Après une semaine, ta mère est venue te chercher avec mamie Chantal.
Mémé a mis les petits plats dans les grands pour les recevoir. Tout le monde s’est comporté comme des personnes civilisées.
Je vous ai accompagnés à la gare, tu t’accrochais à moi, nous nous faisions des câlins en attendant le train, tandis qu'elles conversaient.
Mes sourires masquaient avec peine ma détresse.
Ton train s’est éloigné d’Agen. Mon cœur s’est glacé, mon âme a sombré. Je savais que l'instant de ton départ serait la plus grande peine de ma vie. J'en avais connu avant, j’en connaîtrais après, mais rien en comparaison de la souffrance quasi physique qui me dévorait, j’étais détruit par ton absence.
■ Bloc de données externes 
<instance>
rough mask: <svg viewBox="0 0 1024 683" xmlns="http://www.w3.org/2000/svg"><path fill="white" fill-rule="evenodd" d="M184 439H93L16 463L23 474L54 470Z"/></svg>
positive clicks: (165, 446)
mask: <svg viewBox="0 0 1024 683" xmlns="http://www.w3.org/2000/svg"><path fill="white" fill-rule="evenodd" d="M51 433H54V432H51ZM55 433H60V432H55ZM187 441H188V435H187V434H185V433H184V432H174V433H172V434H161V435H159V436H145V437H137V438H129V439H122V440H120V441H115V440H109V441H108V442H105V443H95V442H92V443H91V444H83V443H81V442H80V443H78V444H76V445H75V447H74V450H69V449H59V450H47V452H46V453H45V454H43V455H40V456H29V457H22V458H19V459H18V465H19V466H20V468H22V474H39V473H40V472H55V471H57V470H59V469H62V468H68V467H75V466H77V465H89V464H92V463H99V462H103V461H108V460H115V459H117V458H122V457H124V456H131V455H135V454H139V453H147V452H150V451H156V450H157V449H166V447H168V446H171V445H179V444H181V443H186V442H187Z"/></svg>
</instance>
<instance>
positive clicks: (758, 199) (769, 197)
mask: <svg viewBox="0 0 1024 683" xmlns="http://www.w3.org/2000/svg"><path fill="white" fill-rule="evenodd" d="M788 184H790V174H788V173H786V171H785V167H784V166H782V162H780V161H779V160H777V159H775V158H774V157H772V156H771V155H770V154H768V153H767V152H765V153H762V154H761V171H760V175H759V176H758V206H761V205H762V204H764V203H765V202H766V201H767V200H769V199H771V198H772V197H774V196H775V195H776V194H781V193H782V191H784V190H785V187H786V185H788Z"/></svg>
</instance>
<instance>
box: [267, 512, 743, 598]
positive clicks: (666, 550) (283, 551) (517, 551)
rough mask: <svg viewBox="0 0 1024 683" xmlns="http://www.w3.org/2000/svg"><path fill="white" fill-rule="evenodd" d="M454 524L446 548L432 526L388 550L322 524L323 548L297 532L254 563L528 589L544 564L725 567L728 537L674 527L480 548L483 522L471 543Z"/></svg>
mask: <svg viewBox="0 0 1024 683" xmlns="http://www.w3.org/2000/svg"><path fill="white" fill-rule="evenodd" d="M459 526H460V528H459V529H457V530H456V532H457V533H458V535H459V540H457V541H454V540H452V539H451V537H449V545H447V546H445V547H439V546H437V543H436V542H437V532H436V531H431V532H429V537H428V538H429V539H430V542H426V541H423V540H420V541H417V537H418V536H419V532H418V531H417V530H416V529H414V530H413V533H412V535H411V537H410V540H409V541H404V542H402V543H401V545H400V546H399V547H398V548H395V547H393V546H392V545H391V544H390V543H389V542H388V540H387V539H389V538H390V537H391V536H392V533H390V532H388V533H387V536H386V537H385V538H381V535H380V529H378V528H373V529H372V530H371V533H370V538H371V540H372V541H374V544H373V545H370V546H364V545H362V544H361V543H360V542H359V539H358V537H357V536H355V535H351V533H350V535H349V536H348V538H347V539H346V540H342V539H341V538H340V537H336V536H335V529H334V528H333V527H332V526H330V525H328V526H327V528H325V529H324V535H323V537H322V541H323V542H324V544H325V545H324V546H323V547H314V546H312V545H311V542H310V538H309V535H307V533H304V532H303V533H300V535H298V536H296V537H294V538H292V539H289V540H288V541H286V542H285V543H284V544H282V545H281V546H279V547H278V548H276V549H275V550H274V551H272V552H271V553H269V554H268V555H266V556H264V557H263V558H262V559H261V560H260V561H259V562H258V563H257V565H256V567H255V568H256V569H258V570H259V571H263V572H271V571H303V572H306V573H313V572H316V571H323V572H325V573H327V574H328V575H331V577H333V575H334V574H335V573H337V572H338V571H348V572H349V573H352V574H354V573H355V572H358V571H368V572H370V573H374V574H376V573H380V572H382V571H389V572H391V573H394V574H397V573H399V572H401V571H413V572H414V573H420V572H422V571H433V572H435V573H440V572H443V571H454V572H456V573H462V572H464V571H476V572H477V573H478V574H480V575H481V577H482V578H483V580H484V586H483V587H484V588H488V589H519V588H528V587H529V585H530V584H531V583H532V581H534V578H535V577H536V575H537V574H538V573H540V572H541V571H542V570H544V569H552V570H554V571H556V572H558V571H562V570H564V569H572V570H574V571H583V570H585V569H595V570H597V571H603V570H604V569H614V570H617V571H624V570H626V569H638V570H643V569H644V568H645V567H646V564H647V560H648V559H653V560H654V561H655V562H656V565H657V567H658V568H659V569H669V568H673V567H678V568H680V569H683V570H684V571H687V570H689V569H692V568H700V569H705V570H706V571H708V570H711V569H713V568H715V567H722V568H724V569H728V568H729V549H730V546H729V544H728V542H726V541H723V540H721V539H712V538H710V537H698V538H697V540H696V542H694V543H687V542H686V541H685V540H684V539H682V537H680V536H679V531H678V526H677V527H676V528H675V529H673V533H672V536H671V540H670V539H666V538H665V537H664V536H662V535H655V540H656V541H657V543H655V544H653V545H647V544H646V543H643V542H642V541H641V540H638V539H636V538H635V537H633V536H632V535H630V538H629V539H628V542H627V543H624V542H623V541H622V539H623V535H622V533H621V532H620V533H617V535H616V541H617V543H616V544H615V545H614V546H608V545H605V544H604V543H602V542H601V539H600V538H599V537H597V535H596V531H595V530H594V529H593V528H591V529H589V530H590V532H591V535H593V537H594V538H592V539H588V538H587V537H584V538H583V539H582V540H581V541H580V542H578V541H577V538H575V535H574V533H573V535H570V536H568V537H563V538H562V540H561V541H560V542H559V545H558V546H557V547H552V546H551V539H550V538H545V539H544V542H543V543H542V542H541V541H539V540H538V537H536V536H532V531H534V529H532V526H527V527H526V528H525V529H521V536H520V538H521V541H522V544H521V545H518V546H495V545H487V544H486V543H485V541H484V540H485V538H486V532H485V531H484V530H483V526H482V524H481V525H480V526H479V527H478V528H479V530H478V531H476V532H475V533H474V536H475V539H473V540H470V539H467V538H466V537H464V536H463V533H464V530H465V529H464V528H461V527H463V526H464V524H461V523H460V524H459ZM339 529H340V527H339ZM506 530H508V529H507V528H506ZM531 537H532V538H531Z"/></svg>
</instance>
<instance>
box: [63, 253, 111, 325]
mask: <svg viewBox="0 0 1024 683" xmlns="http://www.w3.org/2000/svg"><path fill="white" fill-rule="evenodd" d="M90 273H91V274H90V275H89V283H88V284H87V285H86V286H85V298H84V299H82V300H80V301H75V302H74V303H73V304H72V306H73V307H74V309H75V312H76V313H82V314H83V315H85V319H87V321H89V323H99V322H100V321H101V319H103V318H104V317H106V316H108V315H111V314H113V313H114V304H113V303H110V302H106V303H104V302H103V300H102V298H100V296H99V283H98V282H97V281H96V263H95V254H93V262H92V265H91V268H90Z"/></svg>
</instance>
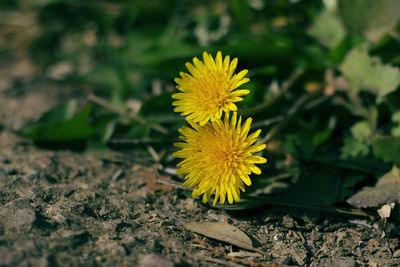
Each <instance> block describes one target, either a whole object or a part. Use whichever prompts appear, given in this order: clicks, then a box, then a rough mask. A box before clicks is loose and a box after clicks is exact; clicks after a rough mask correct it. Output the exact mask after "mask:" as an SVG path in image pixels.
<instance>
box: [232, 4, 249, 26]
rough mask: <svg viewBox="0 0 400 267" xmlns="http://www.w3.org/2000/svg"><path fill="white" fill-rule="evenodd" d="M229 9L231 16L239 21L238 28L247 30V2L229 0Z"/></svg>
mask: <svg viewBox="0 0 400 267" xmlns="http://www.w3.org/2000/svg"><path fill="white" fill-rule="evenodd" d="M230 2H231V7H232V11H233V14H234V15H235V17H236V19H237V20H238V21H239V23H240V26H241V28H242V29H243V30H247V29H248V28H249V17H248V14H249V11H250V10H249V9H250V6H249V2H248V1H242V0H231V1H230Z"/></svg>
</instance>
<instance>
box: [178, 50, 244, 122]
mask: <svg viewBox="0 0 400 267" xmlns="http://www.w3.org/2000/svg"><path fill="white" fill-rule="evenodd" d="M237 62H238V59H237V58H234V59H233V60H232V61H231V60H230V57H229V56H225V58H224V59H222V54H221V52H218V53H217V56H216V57H215V60H214V58H213V57H212V56H211V55H210V54H208V53H207V52H204V53H203V62H202V61H200V60H199V59H197V58H196V57H195V58H194V59H193V64H194V65H193V64H191V63H189V62H187V63H186V67H187V69H188V70H189V72H190V74H188V73H184V72H181V73H180V78H176V79H175V82H176V83H177V89H178V90H179V91H180V92H179V93H175V94H173V95H172V98H174V99H176V100H175V101H174V102H173V103H172V104H173V105H174V106H176V107H175V108H174V111H175V112H180V113H181V115H182V116H187V117H186V119H187V120H191V121H194V122H197V123H199V124H200V125H204V124H206V123H207V122H208V121H209V120H211V121H215V120H217V119H220V118H221V115H222V111H225V113H228V112H229V111H236V110H237V107H236V105H235V102H238V101H241V100H243V99H242V98H241V97H240V96H243V95H247V94H248V93H249V92H250V91H249V90H245V89H242V90H236V89H237V88H238V87H239V86H241V85H242V84H244V83H246V82H248V81H249V78H245V77H244V76H245V75H246V74H247V72H248V71H247V70H242V71H240V72H239V73H237V74H234V72H235V69H236V66H237Z"/></svg>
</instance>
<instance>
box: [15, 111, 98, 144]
mask: <svg viewBox="0 0 400 267" xmlns="http://www.w3.org/2000/svg"><path fill="white" fill-rule="evenodd" d="M92 109H93V105H88V106H87V107H86V108H84V109H83V110H82V111H81V112H80V113H78V114H76V115H75V116H73V117H72V118H70V119H68V120H65V121H51V122H50V123H43V122H40V120H39V121H38V123H35V124H33V125H32V126H31V127H30V128H29V129H28V130H26V131H25V132H24V133H23V135H24V136H26V137H28V138H30V139H32V140H33V141H37V142H67V141H79V140H84V139H87V138H89V137H91V136H93V135H94V134H95V132H96V131H97V128H95V127H94V126H92V125H90V124H89V120H88V119H89V115H90V113H91V111H92Z"/></svg>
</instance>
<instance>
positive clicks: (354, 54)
mask: <svg viewBox="0 0 400 267" xmlns="http://www.w3.org/2000/svg"><path fill="white" fill-rule="evenodd" d="M340 70H341V71H342V72H343V74H344V75H345V76H346V78H347V79H348V80H349V82H350V85H351V89H352V90H353V91H355V92H356V93H357V92H359V91H360V90H366V91H369V92H371V93H374V94H376V95H377V96H378V100H380V99H382V98H383V97H384V96H386V95H387V94H389V93H391V92H393V91H395V90H396V88H397V86H399V84H400V69H399V68H395V67H392V66H390V65H387V64H382V63H381V61H380V59H379V58H378V57H370V56H369V55H368V53H367V52H366V51H361V50H359V49H357V48H356V49H353V50H351V51H350V52H349V53H348V54H347V55H346V57H345V59H344V61H343V63H342V65H341V66H340Z"/></svg>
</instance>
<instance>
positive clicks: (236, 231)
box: [184, 222, 259, 251]
mask: <svg viewBox="0 0 400 267" xmlns="http://www.w3.org/2000/svg"><path fill="white" fill-rule="evenodd" d="M184 226H185V228H186V229H188V230H190V231H192V232H195V233H198V234H201V235H204V236H207V237H210V238H213V239H216V240H220V241H224V242H226V243H229V244H232V245H235V246H237V247H240V248H244V249H247V250H254V251H259V250H258V249H256V248H254V247H253V242H252V241H251V239H250V238H249V237H248V236H247V235H246V234H245V233H243V232H242V231H241V230H240V229H238V228H236V227H235V226H233V225H230V224H227V223H224V222H188V223H186V224H184Z"/></svg>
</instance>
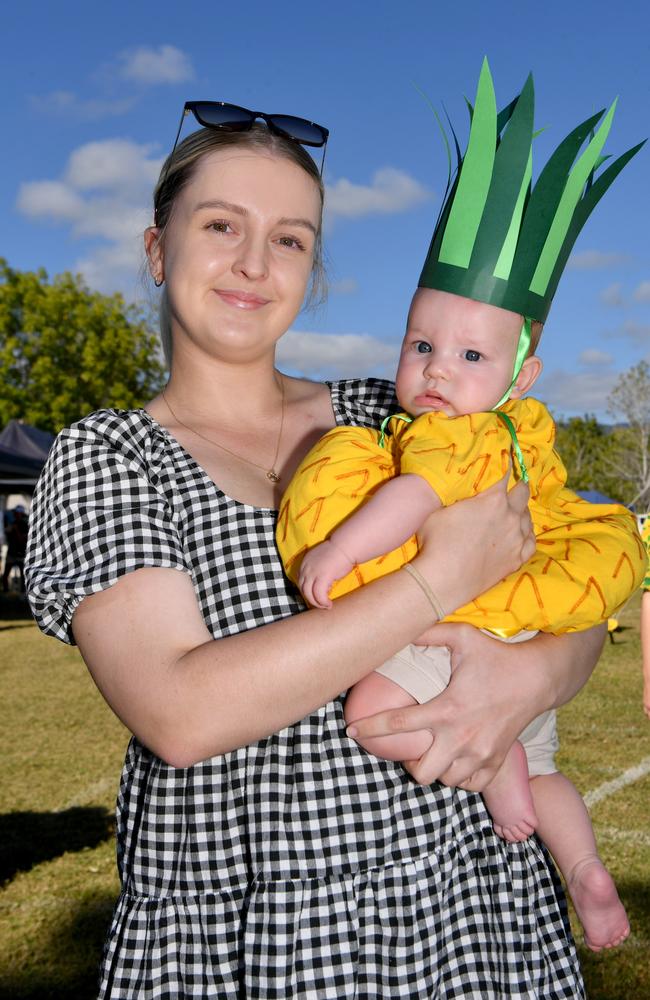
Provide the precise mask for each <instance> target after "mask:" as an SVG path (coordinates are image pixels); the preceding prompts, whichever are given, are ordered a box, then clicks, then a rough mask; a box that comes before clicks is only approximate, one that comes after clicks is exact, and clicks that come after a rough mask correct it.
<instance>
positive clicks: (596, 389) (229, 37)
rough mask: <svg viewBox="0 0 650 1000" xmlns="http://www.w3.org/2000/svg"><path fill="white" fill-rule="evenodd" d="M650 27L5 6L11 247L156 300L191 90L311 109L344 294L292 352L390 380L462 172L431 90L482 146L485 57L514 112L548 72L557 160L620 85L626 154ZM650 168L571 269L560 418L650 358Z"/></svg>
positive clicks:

La ville était elle là même ?
Tout me paraissait sombre, décalé. En permanence mes yeux étaient brouillés. Il n’existait plus de couleurs, plus d’odeurs, le froid envahissait tout. Je me faisais l’effet d’être un fantôme parmi les vivants.
Je te cherchais dans les parcs, au marché, dans les rues, chaque enfant croisé était une torture. Après avoir perdu ma sœur je te perdais toi! J’ai erré ainsi jusqu'à ce que je parte chez ton cousin Grégory.